Hippie,San Francisco, Ancient Period-early 1960s
The hippie was originally a youth movement that began in the United Stated during the early 1960s and spread around the world. The word hippie come from hipster, and was initially used to describe beatniks who had moved into San Francisco's Haight-Ashbury district. The hippie garment is worn by a group of people, who has a culture as a myriad forms such as health foods, music festivals and contemporary sexual mores.
Ethnic
The kimono is the traditional clothing of Japan. Kimono styles have changed significantly from one period of history to another, with many different types of kimonos worn by men, women and children in Japan today. The cut, color, fabric and decorations of a kimono may vary according to the sex, age and marital status of the wearer, the season of the year and the occasion for which the kimono is worn.Today, a Japanese woman usually owns only one kimono, which she wears for her coming of age ceremony on her 20th birthday. For weddings, a complete bridal kimono and accompanying apparel are usually rented.
The Classical garment of Ancient Greek clothing consisted of lengths of wool or linen, generally rectangular and secured at the shoulders with ornamented pins called fibulae and belted with a sash. Typical garments were the peplos, a loose robe worn by women; the chlamys, a cloak worn by men; and the chiton, a tunic worn by both men and women. Men’s chitons hung to the knees, whereas women’s chitons fell to their ankles. A long cloak called a himation was worn over the peplos or chlamys.
Charles d'Orleans (1394-1465) and Mary of Cleves (1426-1487) under a canopy. Tapestry from a Brussels workshop. 1470.Location :Musee des Arts Decoratifs, Paris, France. Ancient Period-11th-13th centuries.

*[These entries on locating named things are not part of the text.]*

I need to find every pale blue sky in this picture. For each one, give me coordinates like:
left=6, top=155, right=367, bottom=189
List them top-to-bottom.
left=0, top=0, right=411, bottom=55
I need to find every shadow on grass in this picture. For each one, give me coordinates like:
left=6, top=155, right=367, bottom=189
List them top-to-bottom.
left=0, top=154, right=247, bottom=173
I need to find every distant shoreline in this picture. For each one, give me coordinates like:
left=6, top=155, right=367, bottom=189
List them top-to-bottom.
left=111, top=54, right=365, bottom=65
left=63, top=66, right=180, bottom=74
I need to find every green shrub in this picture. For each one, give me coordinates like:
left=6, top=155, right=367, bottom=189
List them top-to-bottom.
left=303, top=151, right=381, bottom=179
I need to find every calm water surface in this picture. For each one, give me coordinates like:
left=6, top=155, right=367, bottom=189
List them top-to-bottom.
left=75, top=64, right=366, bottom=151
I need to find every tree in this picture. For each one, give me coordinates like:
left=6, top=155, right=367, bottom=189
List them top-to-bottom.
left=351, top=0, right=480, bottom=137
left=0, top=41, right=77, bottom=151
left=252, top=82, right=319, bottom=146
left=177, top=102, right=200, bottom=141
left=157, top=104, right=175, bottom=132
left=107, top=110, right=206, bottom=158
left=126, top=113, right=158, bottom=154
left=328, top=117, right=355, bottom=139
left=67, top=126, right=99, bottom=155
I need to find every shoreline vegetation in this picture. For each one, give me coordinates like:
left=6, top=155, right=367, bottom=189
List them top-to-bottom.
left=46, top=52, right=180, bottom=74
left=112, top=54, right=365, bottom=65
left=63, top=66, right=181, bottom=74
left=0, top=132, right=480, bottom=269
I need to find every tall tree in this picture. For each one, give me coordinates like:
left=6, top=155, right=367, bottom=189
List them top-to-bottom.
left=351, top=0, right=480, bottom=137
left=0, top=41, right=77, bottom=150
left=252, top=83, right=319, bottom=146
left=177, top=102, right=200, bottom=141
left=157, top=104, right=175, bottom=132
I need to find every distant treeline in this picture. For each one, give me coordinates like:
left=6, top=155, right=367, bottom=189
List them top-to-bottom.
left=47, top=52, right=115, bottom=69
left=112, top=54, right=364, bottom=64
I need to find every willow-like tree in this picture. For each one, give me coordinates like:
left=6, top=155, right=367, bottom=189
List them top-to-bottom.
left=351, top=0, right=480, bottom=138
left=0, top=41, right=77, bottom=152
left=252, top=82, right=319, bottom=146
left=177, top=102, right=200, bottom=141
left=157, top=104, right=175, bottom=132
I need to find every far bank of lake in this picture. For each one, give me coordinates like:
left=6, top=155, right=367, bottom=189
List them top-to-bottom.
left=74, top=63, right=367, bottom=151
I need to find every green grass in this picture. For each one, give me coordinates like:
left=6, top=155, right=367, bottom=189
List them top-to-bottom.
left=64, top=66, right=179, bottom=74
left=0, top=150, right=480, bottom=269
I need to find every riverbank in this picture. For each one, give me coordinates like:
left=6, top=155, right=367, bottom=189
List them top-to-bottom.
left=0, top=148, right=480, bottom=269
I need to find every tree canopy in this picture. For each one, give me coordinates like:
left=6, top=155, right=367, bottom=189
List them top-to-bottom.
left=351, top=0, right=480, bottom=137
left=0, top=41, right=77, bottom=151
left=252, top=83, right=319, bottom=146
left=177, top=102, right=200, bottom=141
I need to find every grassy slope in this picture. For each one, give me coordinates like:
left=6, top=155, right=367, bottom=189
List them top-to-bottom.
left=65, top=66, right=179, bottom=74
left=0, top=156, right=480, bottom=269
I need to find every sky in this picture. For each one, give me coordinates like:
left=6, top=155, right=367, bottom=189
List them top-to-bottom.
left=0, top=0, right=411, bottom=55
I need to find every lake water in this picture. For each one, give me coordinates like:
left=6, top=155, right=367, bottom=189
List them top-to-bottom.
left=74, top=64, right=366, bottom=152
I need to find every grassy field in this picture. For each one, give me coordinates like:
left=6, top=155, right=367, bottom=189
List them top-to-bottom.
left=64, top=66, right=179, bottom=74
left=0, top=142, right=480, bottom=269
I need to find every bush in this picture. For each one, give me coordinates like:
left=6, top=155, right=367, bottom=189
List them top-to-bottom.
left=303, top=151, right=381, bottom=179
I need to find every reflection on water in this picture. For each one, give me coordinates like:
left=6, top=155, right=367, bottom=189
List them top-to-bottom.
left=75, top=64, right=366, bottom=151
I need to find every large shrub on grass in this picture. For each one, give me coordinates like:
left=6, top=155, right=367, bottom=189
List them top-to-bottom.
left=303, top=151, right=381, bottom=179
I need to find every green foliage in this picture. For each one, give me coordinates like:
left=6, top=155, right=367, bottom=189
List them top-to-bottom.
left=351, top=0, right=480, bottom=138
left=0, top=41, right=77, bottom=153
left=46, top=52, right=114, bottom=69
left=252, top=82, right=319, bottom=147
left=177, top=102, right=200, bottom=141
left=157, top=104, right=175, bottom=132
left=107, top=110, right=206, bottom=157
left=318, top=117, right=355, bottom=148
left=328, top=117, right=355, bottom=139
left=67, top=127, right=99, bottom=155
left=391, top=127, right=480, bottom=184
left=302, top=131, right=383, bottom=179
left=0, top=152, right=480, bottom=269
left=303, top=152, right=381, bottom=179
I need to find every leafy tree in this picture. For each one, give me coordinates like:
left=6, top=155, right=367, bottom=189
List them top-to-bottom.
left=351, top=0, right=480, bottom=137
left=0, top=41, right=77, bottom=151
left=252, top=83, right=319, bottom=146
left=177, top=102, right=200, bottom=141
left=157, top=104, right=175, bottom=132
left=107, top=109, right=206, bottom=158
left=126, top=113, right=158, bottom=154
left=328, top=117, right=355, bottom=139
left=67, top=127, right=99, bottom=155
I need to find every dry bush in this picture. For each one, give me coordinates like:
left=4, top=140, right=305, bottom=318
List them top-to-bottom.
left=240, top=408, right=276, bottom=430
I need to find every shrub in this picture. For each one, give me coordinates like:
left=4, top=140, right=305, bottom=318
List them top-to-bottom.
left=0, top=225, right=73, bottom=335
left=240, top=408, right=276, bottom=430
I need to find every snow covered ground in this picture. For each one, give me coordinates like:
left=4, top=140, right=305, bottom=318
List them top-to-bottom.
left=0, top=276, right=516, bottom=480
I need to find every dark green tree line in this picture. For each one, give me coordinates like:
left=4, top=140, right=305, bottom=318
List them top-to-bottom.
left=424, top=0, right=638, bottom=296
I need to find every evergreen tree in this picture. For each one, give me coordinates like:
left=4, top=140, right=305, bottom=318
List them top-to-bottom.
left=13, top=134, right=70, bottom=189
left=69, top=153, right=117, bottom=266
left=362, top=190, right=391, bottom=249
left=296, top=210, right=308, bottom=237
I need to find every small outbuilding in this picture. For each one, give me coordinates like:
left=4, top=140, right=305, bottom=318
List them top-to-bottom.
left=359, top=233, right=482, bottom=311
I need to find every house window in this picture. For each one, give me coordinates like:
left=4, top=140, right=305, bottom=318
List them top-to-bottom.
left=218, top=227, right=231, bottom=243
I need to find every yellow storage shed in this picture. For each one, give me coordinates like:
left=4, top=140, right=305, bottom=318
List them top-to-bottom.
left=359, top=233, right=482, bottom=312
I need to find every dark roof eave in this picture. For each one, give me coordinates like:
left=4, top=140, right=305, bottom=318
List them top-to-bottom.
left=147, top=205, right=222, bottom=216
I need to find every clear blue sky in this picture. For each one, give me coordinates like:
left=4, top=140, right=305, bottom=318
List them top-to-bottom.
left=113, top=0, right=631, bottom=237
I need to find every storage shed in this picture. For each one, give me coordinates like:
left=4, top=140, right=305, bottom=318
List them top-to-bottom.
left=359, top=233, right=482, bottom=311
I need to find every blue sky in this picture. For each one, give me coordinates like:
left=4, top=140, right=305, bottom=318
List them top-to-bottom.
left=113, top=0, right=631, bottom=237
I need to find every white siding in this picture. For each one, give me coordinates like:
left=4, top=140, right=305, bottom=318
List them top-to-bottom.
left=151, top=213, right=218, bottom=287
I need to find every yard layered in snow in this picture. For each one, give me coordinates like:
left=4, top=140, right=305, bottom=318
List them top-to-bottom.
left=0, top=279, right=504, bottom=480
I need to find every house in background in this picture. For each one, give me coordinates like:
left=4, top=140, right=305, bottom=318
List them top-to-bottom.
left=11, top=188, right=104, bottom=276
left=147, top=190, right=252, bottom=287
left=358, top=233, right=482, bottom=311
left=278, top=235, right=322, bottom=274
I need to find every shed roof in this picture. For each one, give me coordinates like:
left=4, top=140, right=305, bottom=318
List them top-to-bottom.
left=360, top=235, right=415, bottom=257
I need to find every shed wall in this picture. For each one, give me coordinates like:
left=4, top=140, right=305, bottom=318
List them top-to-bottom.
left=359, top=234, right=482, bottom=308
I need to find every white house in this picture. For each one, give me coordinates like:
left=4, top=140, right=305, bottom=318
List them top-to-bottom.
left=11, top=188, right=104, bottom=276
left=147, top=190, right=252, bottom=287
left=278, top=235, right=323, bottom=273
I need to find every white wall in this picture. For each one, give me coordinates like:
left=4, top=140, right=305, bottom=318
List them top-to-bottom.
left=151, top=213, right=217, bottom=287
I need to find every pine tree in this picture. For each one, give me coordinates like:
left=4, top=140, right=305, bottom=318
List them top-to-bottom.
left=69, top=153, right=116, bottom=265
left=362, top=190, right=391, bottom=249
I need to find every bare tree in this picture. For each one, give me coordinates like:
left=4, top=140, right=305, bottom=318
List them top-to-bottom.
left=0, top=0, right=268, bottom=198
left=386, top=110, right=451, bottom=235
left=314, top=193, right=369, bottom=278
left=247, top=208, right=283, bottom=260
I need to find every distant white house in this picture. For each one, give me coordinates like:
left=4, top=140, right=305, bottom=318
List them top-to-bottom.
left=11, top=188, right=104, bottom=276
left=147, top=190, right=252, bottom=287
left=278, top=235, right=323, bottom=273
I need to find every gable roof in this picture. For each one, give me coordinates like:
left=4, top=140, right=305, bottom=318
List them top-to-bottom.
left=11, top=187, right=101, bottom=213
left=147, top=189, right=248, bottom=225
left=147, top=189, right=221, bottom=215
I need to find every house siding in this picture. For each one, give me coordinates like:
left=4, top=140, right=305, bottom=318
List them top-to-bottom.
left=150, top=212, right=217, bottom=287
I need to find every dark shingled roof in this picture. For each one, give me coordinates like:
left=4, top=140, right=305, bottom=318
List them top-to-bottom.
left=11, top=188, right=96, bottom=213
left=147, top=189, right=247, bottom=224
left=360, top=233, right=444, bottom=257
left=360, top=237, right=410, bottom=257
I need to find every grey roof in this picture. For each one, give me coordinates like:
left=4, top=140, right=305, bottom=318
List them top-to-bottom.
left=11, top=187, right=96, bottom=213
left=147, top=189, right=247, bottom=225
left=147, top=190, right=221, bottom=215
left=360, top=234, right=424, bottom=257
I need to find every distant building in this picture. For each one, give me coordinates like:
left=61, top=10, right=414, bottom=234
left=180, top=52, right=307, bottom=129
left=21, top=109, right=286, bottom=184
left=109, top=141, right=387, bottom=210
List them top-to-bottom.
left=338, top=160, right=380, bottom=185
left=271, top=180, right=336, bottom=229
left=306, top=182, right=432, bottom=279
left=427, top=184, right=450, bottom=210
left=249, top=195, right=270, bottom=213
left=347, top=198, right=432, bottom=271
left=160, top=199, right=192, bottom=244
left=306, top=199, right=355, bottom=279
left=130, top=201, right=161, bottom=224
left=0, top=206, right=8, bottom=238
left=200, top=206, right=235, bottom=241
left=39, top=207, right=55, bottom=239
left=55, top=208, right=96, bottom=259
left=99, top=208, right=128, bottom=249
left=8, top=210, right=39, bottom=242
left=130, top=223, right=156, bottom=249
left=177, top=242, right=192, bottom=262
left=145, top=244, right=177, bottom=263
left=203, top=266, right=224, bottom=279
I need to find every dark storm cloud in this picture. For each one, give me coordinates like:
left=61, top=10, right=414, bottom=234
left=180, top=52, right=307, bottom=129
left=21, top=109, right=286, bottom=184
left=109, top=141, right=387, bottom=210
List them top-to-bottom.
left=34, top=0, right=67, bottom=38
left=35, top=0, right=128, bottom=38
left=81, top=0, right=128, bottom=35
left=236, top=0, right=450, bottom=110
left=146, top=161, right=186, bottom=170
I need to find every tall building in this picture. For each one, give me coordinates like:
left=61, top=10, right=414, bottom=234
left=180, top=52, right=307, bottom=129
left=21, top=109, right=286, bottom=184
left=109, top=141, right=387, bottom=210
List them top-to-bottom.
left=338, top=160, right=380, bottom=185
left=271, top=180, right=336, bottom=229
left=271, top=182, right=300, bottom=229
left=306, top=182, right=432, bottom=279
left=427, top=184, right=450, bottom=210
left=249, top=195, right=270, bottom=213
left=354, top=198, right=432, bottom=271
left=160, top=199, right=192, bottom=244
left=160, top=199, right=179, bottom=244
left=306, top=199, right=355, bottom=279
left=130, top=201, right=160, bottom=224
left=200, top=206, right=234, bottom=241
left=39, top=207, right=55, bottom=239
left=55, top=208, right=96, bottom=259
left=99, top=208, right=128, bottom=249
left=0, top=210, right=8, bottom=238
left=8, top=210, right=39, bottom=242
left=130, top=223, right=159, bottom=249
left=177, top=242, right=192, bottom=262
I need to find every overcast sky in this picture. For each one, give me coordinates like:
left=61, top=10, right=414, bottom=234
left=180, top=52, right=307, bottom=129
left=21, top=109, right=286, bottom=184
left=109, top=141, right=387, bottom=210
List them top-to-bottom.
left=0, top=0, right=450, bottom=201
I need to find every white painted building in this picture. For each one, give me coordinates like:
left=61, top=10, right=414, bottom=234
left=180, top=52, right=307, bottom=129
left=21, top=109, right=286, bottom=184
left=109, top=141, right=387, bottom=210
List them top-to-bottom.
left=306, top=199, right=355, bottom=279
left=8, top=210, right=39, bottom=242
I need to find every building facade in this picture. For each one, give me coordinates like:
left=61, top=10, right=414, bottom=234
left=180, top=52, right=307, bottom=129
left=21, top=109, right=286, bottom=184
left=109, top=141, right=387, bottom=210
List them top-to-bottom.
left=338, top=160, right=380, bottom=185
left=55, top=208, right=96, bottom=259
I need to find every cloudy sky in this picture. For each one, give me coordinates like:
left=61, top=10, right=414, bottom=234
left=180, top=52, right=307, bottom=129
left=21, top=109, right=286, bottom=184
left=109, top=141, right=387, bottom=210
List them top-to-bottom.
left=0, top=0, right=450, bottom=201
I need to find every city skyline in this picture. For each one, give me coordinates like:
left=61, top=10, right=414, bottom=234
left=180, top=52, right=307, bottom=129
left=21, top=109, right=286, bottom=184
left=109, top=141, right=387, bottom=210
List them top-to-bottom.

Medieval clothing varied according to the social status of the people. The clothing worn by nobility and upper classes was clearly different than the lower class. Early medieval women's clothing consisted of "kirtles", which were tunics worn to their ankles. These tunics were often worn over a shirt. When the women were in public, they often topped the tunics with an even shorter "kirtle." Of course the more affluent women wore more luxurious clothing than those of the less affluent lifestyle. Women, especially those who were married, wore tight-fitting caps and nets over their hair, which was wound in a "bun" on their heads. Other women wore veils over their hair, which was left either hanging loosely, or braided tightly.